El mozo que llevó el recado volvió diciendo que D. Pascual había salido al rayar el alba, que no había vuelto aún, que los niños estaban dando lección con el ayudante, y que no bien volviese D. Pascual y supiese que D. Andrés le llamaba, iría a verle al punto.
Don Paco, después de vagar en la soledad por espacio de dos días y después de tantas penas, emociones y lances, anheló para desahogo confiarse por completo con alguien. ¿Y con quién mejor que con el maestro de escuela, hombre de bien, sigiloso y tan excelente y desinteresado amigo, primero de Juanita y de él más tarde?
La mujer del alguacil fue, pues, a llamar a don Pascual de parte de D. Paco.

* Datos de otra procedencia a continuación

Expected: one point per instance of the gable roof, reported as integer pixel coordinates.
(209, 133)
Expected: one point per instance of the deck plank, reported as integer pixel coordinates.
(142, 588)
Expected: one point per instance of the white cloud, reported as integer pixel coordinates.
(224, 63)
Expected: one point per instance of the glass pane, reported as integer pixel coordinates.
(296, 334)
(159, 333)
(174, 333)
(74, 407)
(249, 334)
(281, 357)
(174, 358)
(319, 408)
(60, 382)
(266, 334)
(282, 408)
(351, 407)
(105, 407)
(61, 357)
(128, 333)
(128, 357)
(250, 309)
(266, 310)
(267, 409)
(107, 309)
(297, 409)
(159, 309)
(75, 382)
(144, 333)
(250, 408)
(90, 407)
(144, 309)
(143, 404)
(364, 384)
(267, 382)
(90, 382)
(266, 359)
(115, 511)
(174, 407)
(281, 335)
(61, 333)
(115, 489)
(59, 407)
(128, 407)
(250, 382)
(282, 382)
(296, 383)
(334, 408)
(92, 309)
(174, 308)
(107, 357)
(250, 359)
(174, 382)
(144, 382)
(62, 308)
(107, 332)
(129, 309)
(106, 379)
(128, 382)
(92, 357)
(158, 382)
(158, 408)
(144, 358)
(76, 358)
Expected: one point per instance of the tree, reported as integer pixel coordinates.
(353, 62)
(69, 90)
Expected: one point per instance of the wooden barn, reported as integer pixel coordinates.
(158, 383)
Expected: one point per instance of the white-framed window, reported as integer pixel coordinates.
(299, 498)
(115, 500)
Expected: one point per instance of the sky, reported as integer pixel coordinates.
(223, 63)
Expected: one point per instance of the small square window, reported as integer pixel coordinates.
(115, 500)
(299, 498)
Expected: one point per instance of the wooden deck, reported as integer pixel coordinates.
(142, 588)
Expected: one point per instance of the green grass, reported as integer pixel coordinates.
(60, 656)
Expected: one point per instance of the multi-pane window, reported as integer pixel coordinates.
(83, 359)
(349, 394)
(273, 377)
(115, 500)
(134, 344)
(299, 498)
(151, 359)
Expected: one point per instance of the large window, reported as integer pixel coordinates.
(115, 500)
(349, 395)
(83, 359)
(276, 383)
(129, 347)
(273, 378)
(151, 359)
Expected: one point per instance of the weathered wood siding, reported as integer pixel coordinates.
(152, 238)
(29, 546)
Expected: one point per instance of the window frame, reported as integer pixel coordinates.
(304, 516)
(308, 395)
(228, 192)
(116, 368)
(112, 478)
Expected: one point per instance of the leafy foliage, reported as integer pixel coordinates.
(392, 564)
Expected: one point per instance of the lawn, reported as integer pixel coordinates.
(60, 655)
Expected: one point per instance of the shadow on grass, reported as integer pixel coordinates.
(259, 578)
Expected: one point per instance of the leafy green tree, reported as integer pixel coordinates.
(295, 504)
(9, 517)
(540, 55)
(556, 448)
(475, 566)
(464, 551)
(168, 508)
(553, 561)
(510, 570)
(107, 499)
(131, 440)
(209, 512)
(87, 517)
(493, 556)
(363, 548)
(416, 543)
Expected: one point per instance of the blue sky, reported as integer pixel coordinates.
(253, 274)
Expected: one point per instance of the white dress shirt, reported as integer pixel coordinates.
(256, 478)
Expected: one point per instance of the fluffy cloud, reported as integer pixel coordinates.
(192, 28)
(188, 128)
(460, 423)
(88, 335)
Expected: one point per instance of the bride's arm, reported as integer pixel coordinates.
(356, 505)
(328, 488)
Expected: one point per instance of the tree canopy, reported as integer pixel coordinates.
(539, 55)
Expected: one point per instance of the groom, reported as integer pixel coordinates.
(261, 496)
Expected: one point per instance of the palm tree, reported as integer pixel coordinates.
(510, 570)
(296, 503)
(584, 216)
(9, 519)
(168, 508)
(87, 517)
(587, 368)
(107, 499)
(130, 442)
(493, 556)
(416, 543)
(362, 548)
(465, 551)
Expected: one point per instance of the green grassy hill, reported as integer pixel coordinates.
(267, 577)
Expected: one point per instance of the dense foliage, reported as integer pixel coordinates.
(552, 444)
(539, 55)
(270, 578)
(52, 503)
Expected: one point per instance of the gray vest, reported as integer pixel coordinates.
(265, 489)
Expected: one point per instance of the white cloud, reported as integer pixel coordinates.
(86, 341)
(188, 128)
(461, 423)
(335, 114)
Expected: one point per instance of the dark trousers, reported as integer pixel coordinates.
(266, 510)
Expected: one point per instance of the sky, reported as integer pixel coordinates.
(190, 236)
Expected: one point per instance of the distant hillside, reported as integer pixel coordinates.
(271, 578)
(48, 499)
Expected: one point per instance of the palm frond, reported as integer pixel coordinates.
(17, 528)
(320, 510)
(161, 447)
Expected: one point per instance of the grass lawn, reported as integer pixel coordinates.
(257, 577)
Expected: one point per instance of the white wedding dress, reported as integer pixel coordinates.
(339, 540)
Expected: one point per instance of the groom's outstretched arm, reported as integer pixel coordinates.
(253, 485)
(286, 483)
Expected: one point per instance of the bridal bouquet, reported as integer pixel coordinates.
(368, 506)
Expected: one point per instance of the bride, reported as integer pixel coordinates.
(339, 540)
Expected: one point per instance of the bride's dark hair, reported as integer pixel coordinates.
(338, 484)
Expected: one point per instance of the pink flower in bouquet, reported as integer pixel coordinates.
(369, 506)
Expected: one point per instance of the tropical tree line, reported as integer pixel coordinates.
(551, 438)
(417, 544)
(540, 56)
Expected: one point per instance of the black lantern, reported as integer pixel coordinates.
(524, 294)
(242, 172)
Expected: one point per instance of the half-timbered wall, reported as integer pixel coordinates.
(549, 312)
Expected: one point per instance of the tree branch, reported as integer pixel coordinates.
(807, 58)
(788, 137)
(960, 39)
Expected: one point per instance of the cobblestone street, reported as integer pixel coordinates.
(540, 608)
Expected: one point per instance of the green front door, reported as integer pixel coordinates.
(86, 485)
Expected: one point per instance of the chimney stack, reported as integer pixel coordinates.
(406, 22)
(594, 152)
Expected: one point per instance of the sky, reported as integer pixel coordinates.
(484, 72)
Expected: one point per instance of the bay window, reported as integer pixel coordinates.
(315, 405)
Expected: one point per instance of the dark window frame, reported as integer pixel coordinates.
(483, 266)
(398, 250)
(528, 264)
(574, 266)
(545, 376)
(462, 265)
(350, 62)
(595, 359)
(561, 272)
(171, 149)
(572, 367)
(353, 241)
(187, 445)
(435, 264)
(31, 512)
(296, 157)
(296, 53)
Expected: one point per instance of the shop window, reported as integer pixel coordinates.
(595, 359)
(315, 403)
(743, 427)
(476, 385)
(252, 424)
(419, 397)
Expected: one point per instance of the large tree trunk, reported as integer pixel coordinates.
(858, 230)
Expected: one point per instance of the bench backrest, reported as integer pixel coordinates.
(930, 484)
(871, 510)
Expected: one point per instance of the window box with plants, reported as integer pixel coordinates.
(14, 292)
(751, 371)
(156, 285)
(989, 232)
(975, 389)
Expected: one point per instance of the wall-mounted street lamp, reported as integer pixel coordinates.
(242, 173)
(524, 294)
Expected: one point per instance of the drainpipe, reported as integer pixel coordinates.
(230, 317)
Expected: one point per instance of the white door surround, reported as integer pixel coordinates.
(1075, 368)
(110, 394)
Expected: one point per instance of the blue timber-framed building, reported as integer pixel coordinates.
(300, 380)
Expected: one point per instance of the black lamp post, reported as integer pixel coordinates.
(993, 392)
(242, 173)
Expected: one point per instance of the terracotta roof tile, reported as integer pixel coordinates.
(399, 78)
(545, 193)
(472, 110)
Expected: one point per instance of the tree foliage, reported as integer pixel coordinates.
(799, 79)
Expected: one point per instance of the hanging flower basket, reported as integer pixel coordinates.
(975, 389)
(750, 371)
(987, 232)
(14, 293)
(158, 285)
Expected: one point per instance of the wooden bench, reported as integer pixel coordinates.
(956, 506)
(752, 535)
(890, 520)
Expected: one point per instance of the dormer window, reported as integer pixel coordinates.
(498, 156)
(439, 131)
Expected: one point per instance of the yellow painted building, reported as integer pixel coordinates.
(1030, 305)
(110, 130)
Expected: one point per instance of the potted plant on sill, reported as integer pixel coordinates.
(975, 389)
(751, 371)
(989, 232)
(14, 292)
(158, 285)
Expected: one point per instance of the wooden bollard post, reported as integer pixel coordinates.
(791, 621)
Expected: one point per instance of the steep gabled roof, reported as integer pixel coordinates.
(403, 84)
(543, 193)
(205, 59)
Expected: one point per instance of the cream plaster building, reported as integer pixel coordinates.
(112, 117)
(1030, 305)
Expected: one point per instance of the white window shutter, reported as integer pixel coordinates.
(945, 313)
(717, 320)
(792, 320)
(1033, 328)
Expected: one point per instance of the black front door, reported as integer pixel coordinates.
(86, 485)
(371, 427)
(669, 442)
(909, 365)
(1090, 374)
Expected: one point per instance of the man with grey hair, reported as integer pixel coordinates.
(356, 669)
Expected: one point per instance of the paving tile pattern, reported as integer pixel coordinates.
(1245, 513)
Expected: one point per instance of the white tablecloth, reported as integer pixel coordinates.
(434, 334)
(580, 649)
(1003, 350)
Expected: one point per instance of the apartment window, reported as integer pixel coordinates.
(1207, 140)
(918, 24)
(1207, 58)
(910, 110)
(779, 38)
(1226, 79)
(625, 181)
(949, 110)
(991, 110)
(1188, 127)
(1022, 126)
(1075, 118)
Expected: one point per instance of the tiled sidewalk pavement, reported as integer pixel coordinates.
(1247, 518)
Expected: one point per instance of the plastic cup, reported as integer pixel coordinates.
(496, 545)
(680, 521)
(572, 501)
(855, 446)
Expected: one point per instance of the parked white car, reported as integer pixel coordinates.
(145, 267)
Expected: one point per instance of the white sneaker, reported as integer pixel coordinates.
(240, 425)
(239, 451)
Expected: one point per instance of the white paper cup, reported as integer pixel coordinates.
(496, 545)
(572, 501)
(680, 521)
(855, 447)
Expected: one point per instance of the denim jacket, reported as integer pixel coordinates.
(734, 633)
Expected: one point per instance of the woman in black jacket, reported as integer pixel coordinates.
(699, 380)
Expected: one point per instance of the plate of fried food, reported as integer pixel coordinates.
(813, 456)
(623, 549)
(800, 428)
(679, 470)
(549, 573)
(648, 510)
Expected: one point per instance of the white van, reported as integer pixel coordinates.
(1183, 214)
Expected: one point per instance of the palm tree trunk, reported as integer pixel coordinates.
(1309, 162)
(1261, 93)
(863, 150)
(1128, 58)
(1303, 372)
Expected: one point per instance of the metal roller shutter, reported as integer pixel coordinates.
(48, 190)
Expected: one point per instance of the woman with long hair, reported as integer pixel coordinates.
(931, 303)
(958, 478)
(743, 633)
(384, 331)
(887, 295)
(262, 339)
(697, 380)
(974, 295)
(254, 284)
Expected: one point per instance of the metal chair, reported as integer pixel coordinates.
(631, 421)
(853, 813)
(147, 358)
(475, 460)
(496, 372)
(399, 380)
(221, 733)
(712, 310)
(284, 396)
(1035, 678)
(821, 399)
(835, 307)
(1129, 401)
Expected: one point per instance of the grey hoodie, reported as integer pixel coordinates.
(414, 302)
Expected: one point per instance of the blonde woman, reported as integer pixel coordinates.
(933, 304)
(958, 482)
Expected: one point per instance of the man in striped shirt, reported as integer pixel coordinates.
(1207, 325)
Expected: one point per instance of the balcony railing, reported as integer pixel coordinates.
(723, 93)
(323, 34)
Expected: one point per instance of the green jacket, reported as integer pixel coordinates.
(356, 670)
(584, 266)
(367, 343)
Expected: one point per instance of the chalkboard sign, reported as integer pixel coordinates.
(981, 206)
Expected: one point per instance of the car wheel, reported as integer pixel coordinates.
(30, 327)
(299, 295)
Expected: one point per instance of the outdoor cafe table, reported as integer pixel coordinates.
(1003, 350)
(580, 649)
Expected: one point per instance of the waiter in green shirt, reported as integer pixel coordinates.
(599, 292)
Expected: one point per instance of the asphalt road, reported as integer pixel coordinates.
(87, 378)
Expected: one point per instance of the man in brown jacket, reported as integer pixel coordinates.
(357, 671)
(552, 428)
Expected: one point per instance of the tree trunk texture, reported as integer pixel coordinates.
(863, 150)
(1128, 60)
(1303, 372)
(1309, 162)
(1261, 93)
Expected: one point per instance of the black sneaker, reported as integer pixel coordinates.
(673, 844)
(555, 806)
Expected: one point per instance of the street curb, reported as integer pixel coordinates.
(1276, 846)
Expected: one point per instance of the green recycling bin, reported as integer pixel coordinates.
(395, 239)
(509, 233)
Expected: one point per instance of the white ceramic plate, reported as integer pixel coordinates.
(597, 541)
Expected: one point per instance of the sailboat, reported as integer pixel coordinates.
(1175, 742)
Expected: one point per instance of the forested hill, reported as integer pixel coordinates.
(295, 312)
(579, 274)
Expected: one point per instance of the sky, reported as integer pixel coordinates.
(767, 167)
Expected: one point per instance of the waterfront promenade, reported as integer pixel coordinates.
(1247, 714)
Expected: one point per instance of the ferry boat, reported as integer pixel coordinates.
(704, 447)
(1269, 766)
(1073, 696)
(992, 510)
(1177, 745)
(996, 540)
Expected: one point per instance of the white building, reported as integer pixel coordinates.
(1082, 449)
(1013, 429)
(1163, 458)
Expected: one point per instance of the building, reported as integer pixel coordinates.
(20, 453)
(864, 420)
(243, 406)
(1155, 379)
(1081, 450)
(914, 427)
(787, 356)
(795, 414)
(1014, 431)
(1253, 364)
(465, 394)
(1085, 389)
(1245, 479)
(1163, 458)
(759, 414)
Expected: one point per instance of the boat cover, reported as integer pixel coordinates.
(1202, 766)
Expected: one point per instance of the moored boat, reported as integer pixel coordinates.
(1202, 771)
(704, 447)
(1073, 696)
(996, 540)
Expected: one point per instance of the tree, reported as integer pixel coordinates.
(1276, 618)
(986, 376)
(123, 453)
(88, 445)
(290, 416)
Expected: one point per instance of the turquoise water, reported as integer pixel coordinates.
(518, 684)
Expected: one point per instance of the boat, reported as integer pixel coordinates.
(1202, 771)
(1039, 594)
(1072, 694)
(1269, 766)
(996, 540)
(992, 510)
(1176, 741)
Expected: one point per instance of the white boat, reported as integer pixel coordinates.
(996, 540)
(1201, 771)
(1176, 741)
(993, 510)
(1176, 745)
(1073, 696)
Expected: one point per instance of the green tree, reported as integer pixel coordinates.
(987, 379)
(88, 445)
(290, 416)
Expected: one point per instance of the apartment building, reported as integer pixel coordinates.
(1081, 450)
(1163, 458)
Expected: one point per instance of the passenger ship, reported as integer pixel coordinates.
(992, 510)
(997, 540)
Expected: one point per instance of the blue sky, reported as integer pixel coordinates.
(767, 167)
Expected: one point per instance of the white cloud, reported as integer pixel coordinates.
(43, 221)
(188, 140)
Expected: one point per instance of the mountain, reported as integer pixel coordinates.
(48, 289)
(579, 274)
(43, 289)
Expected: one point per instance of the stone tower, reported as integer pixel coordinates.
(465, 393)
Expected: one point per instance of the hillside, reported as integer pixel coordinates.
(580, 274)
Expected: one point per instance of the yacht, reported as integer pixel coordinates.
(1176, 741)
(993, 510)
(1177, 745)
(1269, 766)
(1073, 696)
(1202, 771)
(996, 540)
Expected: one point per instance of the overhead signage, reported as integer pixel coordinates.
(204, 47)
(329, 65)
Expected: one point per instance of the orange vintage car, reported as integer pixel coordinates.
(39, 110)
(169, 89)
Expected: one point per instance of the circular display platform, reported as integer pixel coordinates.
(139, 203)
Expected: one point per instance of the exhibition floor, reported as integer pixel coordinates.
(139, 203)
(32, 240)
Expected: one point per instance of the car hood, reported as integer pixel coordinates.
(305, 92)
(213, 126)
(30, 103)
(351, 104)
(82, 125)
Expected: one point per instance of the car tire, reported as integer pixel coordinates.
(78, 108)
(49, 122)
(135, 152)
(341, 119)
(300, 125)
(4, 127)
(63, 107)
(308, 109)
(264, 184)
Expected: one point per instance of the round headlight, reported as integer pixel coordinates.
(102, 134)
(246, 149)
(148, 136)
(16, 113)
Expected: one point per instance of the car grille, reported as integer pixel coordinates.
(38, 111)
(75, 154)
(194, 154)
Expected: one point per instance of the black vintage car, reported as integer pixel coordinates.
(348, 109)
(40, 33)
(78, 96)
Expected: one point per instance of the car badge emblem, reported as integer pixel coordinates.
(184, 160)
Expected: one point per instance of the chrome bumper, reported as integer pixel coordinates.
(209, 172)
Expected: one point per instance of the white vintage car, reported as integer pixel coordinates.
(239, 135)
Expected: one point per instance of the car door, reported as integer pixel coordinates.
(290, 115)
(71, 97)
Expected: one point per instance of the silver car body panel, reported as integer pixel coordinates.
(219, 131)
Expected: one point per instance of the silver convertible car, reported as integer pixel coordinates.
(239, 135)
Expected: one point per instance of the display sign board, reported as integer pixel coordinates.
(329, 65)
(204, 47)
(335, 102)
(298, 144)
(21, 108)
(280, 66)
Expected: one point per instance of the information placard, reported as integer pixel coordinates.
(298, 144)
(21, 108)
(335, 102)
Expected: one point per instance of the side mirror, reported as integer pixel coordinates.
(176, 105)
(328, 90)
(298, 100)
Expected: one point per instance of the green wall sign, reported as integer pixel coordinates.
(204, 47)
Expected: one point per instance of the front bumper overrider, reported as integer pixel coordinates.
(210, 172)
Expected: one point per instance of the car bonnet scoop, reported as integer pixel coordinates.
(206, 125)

D. Pascual vino y D. Paco se lo contó todo. No le dio ninguna comisión ni embajada para Juanita; pero D. Pascual, por una benévola usurpación de atribuciones y de empleo, se declaró él mismo y se nombró embajador, se fue a ver a Juanita que, desvelada y triste, se acababa de levantar, y le refirió con fidelidad minuciosa los furores y penas de D. Paco, sus celos, su desesperación, sus propósitos de suicidio o de extrañamiento perpetuo, y por último el combate de la casilla, el delito de Antoñuelo, los golpes que éste había recibido y su vuelta y la de D. Paco a Villalegre.
Contó también que el tendero murciano, y su mujer con más impaciente furia, no se conformaban con callarse sin delatar a Antoñuelo y sin enviarle a presidio, si no se les devolvían en el término de tres días los ocho mil reales que no habían recobrado y que el cómplice de Antoñuelo se había llevado consigo.
Según informes adquiridos y comunicados por D. Paco, Antoñuelo por nada del mundo diría el nombre y la condición del forastero que había cometido con él el delito. Por otra parte, aunque Antoñuelo le delatase, de nada valdría esto para recobrar los ocho mil reales por medio de la justicia, sin envolver en el proceso al hijo del herrador y condenarle y perderle.